I gotta add my opinion in on this. There is a lot of difference in 150 to 200 degrees. I would guess that you were more at the 200 mark than not for the jerky to be dried out to the degree your describing in 2.5 hours. And the thing is..... if you like it that way... that's the way for you to do it. I dry mine longer at a lower temp. 

I'm not sure what you mean when you say that the meat is cured so it is already cooked. Cured meat isn't cooked... it's cured. If you cure a meat such as pork and don't get it above 160 degrees it still needs to be cooked before you eat it. From my understanding the curing process eliminates the possibility of bacteria multiplying to a dangerous level if your going to be smoking the meat for more than four hours...... such as bacon or jerky.... along with changing the texture and flavor of the meat. I'm no expert at this but I have studied the jerky thing quite a bit and using TQ or insta cure 1 the meat still needs to be cooked or dried to a certain degree. Obviously beef doesn't have to be taken to the same temp as pork.... like eating a steak rare.... Beef is the safest to eat at lower internal temps. I think reaching a safe temp is much more of an issue with ground jerky and wild meat.


----------



## chopper (Apr 30, 2009)

You are right on the money. I was battling a bit of a cold wind, and once I got the rig set up to accommodate, I went inside and the wind changed. I intended on 150, but it was definitely sitting at 200 for quite a bit.


----------



## afreetrapper (Apr 30, 2009)

PignIt
You are right on with cured not being cooked. Sodium nitrate and sodium nitrite are used to slow the _C. botulinum (_botulism) spores from developing toxins. But they will not destroy it. The only thing that will destroy _C. _botulinum is for the temperature to be held at (250 °F) for 3 minutes. 

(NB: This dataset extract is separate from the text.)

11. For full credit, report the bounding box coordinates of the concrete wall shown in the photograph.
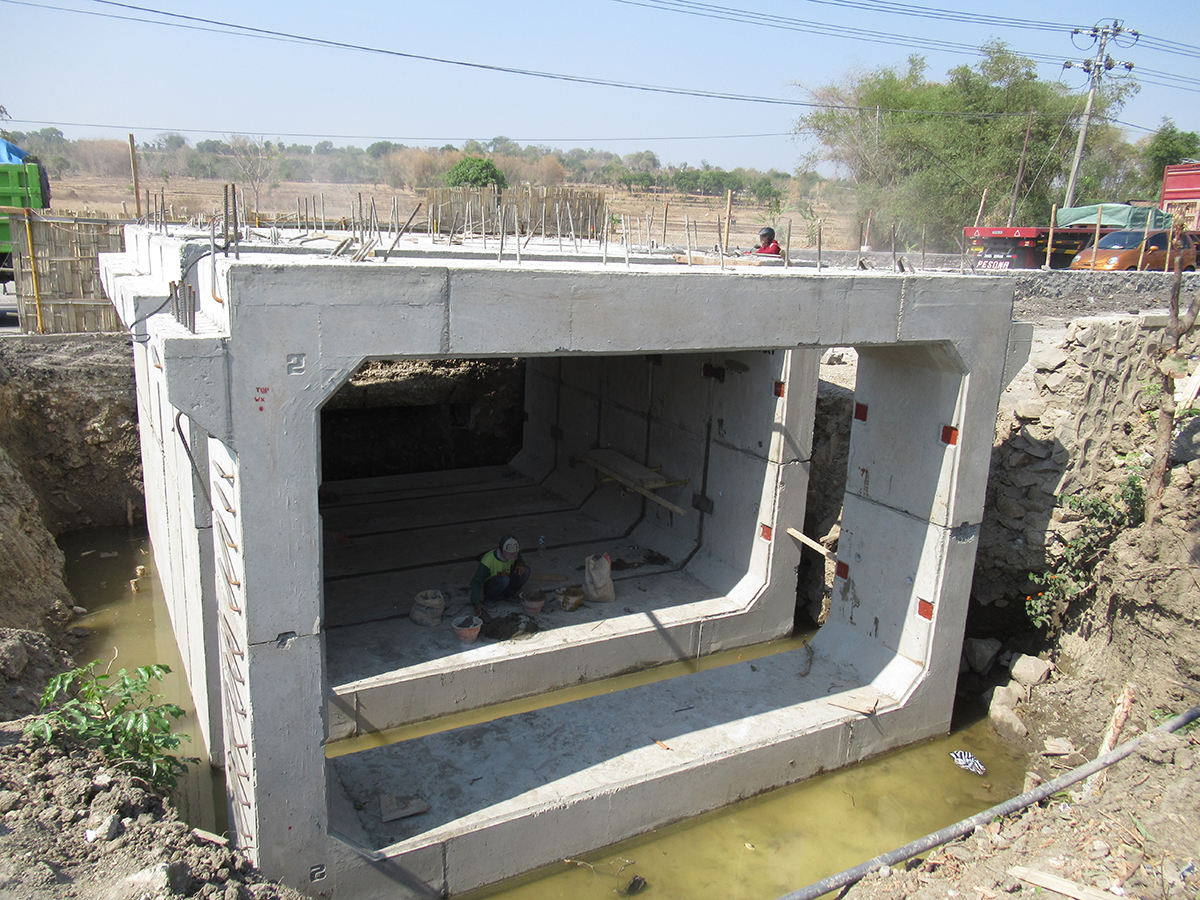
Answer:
[102,228,1012,896]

Temperatures of 160 are needed to destroy the Trichinosis parasite. 
USDA Title 9 section 318.10 recommends 
Cooking meat products to an internal temperature of 165 ° F (74 °C) for a minimum of 15 seconds.
Cooking pork to a uniform internal temperature of at least 144 °F (62.2 °C), per.
Beef jerky generally dries fast enough if the product is handled properly it's not a problem. I have made jerky using plain table salt not as a cure but as a flavoring. Pemmican made by native americans was simply buffalo or deer meat dried in the sun or over a fire then pounded together with dried buffalo berries and mixed with fat. Ive made this many times witout and ill effects.


----------



## ronp (Apr 30, 2009)

I am with Dave on this.

You didn't say how thick the cuts were. So far as drying it out, you could dry it out in the sun. Would that be safe?

I am no expert on jerky, done a few times in a dehydrater years ago, and now question that.

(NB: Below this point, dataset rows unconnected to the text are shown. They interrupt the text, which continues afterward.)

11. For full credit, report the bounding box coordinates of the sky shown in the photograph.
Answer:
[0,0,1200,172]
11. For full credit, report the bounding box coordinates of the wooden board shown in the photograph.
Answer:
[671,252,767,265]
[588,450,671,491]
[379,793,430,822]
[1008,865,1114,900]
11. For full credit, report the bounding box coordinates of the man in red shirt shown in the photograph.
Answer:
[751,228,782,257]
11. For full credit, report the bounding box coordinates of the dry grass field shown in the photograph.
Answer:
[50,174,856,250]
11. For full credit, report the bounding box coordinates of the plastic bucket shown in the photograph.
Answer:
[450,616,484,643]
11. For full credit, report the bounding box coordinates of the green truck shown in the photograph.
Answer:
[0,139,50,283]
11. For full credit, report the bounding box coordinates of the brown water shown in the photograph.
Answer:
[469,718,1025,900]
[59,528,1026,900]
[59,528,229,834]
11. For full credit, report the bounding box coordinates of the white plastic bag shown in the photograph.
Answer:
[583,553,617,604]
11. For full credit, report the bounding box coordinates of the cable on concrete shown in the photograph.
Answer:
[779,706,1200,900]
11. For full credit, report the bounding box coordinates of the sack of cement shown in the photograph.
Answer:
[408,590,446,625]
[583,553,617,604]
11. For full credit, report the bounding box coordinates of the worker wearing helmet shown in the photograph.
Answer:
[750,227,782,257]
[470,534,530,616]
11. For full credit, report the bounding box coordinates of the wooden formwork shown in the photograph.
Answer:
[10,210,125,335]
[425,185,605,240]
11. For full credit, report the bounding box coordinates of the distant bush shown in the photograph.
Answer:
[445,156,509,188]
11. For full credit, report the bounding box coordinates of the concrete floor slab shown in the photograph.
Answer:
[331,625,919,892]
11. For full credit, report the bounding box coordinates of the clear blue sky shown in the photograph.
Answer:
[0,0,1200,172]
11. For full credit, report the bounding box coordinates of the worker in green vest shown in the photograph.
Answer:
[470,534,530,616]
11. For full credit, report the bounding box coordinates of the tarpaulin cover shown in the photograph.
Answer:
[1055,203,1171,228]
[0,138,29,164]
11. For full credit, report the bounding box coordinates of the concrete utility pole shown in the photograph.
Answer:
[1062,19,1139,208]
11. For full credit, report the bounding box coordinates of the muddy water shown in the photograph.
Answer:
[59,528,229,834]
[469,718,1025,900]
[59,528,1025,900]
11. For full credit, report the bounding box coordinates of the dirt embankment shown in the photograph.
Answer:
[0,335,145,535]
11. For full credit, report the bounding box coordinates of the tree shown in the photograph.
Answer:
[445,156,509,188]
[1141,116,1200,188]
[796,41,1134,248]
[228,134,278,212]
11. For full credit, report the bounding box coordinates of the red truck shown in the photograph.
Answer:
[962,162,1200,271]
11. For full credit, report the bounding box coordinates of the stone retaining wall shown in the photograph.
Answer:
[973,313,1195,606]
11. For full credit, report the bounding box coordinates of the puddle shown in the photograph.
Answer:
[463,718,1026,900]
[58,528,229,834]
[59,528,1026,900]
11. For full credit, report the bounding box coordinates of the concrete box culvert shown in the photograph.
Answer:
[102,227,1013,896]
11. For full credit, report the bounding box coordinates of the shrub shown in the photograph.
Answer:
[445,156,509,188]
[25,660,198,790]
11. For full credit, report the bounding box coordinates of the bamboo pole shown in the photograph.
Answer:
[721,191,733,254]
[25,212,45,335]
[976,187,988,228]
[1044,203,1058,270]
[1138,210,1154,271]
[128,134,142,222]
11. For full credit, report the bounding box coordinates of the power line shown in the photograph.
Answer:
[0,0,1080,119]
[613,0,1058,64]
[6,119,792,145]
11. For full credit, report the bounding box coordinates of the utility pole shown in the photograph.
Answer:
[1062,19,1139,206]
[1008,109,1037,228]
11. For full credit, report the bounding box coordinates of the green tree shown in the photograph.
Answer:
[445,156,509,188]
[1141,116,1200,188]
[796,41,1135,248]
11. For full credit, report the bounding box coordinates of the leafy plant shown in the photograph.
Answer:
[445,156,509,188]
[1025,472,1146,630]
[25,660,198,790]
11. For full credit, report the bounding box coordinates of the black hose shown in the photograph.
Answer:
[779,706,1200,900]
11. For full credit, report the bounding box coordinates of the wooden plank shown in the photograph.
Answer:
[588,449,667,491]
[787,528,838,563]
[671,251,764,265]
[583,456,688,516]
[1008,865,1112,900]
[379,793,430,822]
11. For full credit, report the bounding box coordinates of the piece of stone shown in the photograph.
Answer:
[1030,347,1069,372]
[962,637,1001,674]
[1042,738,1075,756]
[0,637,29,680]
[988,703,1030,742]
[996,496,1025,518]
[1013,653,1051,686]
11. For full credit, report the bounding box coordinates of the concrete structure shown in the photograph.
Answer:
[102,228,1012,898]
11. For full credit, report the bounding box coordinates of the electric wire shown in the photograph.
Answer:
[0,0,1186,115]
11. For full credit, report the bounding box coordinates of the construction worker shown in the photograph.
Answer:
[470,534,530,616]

Good luck and keep learning and be careful.


----------



## pignit (Apr 30, 2009)

The USDA requirement for commercially sold jerky is to parboil the meat to 160 before it is dehydrated. I know they go to excess to cover themselves but if you do a little reading... you are taking a chance making jerky without curing... especially with wild game or ground jerky. Hi Mountain Cure states in their instructions to take the jerky to 160 degrees. You can get away with a lot of stuff... I've eatin my share of uncured dehydrated jerkey.... but not anymore.


----------



## afreetrapper (Apr 30, 2009)

It was not my intention to recommend making jerky without cure only giving my own experience's. I have not dealt with USDA but I did work for the Burlingame Locker Company Burlingame Kansas a few years ago. We were under Kansas Dept of Agriculture inspection.We made approximately 100 lb batches of jerky a couple times each month ran our smokehouse at 155' F. 

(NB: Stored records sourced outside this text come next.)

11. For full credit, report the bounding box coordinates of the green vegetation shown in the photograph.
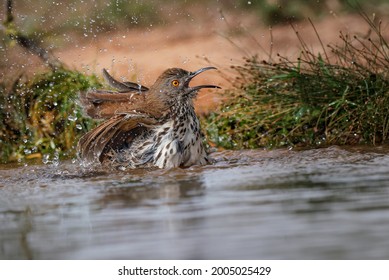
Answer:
[205,15,389,149]
[0,69,100,162]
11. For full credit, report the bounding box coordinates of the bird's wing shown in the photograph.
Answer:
[80,90,145,119]
[77,114,158,162]
[103,69,148,92]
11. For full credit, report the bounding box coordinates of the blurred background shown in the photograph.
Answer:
[0,0,389,84]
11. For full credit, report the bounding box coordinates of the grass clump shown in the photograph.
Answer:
[0,69,99,162]
[206,15,389,149]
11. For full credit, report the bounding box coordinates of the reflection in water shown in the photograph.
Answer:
[0,147,389,259]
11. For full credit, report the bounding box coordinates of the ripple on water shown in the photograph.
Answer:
[0,146,389,259]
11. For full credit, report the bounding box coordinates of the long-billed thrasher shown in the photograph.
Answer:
[77,67,220,168]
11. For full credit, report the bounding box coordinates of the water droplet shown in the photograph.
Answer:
[68,115,77,122]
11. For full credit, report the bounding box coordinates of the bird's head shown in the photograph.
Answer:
[152,67,220,104]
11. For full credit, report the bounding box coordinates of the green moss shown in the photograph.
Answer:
[204,14,389,149]
[0,69,99,162]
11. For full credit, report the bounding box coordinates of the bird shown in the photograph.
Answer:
[77,66,220,169]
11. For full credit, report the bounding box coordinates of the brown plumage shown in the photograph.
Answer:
[78,67,219,168]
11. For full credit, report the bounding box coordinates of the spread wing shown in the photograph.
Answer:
[103,68,149,92]
[77,114,158,163]
[80,69,149,119]
[80,90,145,119]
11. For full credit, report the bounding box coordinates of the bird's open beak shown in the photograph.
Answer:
[186,66,221,92]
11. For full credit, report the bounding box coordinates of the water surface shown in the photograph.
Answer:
[0,147,389,259]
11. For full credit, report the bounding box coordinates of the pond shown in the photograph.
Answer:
[0,146,389,259]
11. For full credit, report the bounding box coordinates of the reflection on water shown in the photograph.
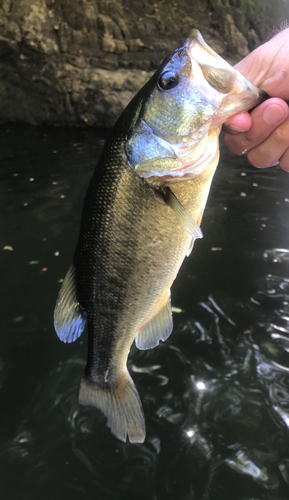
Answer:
[0,127,289,500]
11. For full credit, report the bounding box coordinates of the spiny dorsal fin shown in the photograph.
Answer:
[54,264,86,343]
[163,187,203,239]
[135,295,173,349]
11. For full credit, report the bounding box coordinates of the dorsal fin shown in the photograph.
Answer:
[54,264,86,343]
[135,293,173,349]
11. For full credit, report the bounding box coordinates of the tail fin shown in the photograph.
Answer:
[78,373,146,443]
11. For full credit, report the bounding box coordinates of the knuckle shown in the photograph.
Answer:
[279,150,289,172]
[273,126,289,146]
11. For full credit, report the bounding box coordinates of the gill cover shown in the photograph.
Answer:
[126,30,262,178]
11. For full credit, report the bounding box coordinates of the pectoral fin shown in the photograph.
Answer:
[135,295,173,349]
[54,264,86,343]
[163,187,203,239]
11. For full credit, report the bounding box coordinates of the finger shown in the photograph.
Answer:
[279,148,289,172]
[223,112,252,134]
[225,97,289,155]
[248,118,289,170]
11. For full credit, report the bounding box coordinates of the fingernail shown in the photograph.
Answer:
[262,104,287,125]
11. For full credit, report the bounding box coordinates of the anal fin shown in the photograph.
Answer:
[54,263,86,342]
[135,294,173,349]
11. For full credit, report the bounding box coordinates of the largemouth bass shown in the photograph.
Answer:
[54,30,263,443]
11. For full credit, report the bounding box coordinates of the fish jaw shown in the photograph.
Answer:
[125,30,266,183]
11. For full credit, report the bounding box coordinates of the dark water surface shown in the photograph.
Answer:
[0,126,289,500]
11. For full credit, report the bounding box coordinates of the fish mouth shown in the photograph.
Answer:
[186,29,266,120]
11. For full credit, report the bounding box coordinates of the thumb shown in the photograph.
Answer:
[261,70,289,101]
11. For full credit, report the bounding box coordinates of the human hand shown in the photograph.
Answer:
[223,29,289,171]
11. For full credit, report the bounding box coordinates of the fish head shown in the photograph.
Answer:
[126,30,264,181]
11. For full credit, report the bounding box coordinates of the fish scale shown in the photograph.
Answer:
[54,30,263,443]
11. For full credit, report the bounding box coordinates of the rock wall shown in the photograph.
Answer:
[0,0,289,127]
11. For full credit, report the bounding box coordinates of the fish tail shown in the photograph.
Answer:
[78,372,146,443]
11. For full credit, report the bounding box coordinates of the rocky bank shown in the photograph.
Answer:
[0,0,289,127]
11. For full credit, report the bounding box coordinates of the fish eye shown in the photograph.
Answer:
[158,71,180,90]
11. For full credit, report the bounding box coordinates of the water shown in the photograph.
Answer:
[0,126,289,500]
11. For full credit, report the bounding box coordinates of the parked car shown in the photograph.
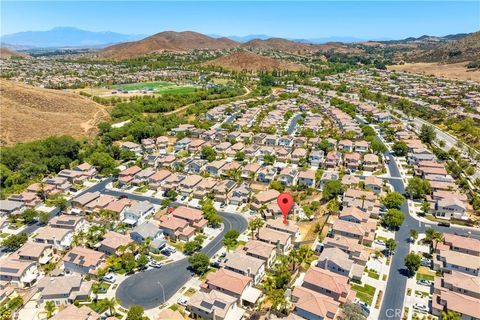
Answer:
[413,303,428,312]
[417,280,433,286]
[177,297,188,307]
[102,274,117,283]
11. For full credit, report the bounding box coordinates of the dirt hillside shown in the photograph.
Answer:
[205,51,308,72]
[0,79,108,145]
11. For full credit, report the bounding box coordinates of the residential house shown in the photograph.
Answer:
[62,246,105,275]
[0,257,39,289]
[123,201,155,226]
[37,275,94,306]
[298,170,315,188]
[33,226,74,251]
[97,231,133,255]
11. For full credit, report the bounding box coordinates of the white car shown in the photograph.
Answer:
[177,297,188,307]
[413,303,428,312]
[102,274,117,283]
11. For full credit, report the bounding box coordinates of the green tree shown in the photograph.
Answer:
[20,209,38,224]
[410,229,418,242]
[188,252,210,274]
[235,151,245,162]
[223,229,240,249]
[343,303,367,320]
[248,218,264,239]
[382,209,405,229]
[183,240,201,254]
[420,124,436,143]
[392,140,408,157]
[370,140,387,154]
[270,180,285,192]
[52,197,68,211]
[45,300,56,319]
[404,253,422,275]
[405,177,432,199]
[421,201,430,216]
[442,310,462,320]
[322,180,343,201]
[126,305,145,320]
[201,146,217,162]
[385,238,397,255]
[2,232,28,251]
[382,192,405,209]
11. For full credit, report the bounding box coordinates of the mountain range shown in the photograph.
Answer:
[0,27,146,50]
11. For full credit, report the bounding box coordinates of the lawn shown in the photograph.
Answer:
[352,284,375,305]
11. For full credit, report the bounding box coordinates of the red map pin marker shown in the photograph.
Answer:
[277,192,294,224]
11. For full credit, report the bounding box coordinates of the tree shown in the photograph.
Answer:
[382,192,405,209]
[370,140,387,154]
[421,201,430,215]
[382,209,405,229]
[248,218,264,239]
[52,197,68,211]
[223,229,240,250]
[235,151,245,162]
[343,303,366,320]
[385,238,397,255]
[442,310,462,320]
[270,180,285,192]
[183,240,201,254]
[201,146,217,162]
[322,180,343,201]
[137,254,148,269]
[126,305,144,320]
[188,252,210,274]
[2,232,28,251]
[45,300,56,319]
[392,140,408,157]
[405,177,432,199]
[420,124,436,143]
[404,253,422,275]
[410,229,418,243]
[20,209,38,224]
[425,228,443,252]
[103,298,117,316]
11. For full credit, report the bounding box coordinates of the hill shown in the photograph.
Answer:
[205,51,307,73]
[412,31,480,63]
[1,27,145,48]
[0,47,27,59]
[0,79,108,145]
[98,31,238,59]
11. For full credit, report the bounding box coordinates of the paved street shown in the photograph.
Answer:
[117,212,247,309]
[380,152,480,319]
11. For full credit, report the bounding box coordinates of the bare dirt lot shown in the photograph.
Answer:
[387,62,480,82]
[0,80,108,145]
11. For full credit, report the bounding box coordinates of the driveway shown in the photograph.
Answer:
[116,212,247,309]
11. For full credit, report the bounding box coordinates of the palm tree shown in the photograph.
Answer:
[45,301,56,319]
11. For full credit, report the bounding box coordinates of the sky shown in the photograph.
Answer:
[0,0,480,40]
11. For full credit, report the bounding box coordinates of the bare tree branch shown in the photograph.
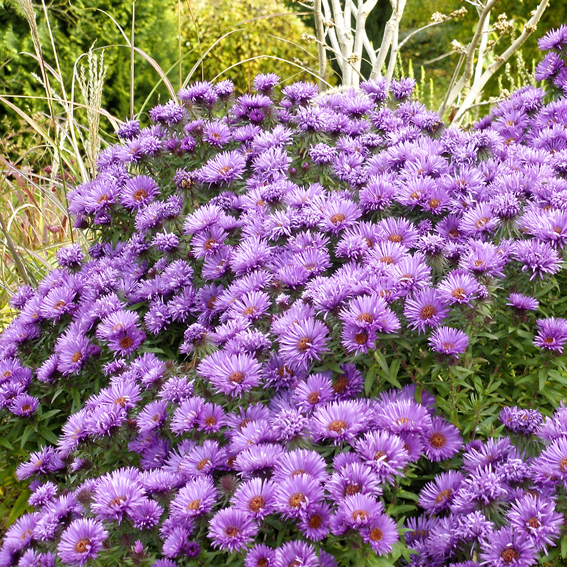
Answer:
[439,0,498,116]
[451,0,549,127]
[370,0,406,79]
[313,0,327,92]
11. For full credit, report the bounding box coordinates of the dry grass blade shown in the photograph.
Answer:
[76,49,107,174]
[213,55,332,87]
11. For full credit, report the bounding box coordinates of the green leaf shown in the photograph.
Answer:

In 2008 due to the outbreaks of e coli. Kansas State University to prevent any possible problems that might occur from contaminated jerky being made in the many small town meat locker plants. Conducted a very intense research project to see if anything could be done to assure the prevention of e coli without putting any undue burden on the processors. They tried different temperatures and drying times and what they came up with was that jerky could be continued to be dried at 68'C 154  F but the drying time need to be increased.

[_A commercial processor provided samples of the batter used to make chopped and formed beef jerky. The researchers then inoculated the raw batter with either E. coli O157:H7 or Salmonella and extruded it into strips measuring 2.54 long by 0.64 centimeters wide. The strips were then thermally processed in K-State's own pathogen dedicated commercial smokehouse for nearly seven hours, using varying rates of relative humidity and temperature.
Researchers determined that the worst-case scenario for a commercial jerky process does not adequately reduce the pathogens as required by the U.S. Department of Agriculture's Food Safety and Inspection Service. In order to ensure that both pathogens were destroyed, researchers found that an additional hour and a half of drying at 68 degrees C, 154.4 F was needed. 
"Though the worst-case scenario for a commercial jerky process did reduce the presence of Salmonella to the required level, it didn't have the desired effect on E. coli O157:H7," Getty said. "Additional drying was needed to kill off both pathogens at the levels required by the Food Safety and Inspection Service."_]


----------



## pignit (Apr 30, 2009)

I agree whole heartily with both your posts. My comment wasn't directed at you personally. 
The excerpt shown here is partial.